Взлянув на его уже абсолютно бессмысленное лицо, я хихикнул:
— Без пяти минут двенадцать.
— Во бля, как время-то летит... — философски заметил он и мотнул тромбоном на вытянутой руке, причем абсолютно синхронно со всеми, кто описывал в это время полукруг инструментом — играли фанфару.
Меня терзало любопытство. Я не понимал, как человек, стоя в строю, на виду у начальства мог так «укиряться», не поднося к губам ничего крепче тромбона.
Приглядевшись, я все понял. Во внутреннем кармане шинели Андреича явно проступала плоская фляга. Из-под воротника торчала коктейльная трубочка. Поднося к губам мундштук, старшина спокойно посасывал то, что было заботливо налито во флягу. Внимательно следя за Андреичем, я прикинул, что пока играли какую-нибудь фанфару или встречный марш, он успевал «наиграть» граммов пятьдесят. Зато во время прохождения торжественным маршем ему спокойно удавалось дососать всю флягу. В перерыве Андреич ее поменял — пустая отправилась в карман брюк, полная заняла ее почетное место. Но кончилось это печально. Проходивший мимо начальник военно-морской оркестровой службы, майор Ватнер решил поприветствовать ветерана.
— Здорово, Андреич! — крикнул Ватнер и хлопнул старшину по плечу.

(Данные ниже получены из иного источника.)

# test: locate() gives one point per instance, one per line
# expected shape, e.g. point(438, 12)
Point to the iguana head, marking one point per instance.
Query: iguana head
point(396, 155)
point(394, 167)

Андреич икнул, округлил глаза и быстро сориентировался — понимая, что ответив, он выдаст такой выхлоп, что никакое «отогревание» его не спасет, старшина заговорил «в обратную сторону», то есть втягивая воздух в себя:
— Здравия желаю, Владимир Михалыч!
Опытный Ватнер понял все. И Андреич поехал на «губу» без всякого спирта. Благо рядышком, на Певческом мосту дежурили два «уазика» из комендатуры, где по случаю репетиций к параду была, вероятно, открыта бронь.
* * *
Я уже говорил, что основной проблемой ночных репетиций был холод. Щеголеватые музыканты в офицерских шинелях и фуражках особенно страдали. Жуткие мучения доставляли ботинки — ясное дело, тоже офицерские — на кожаной подошве.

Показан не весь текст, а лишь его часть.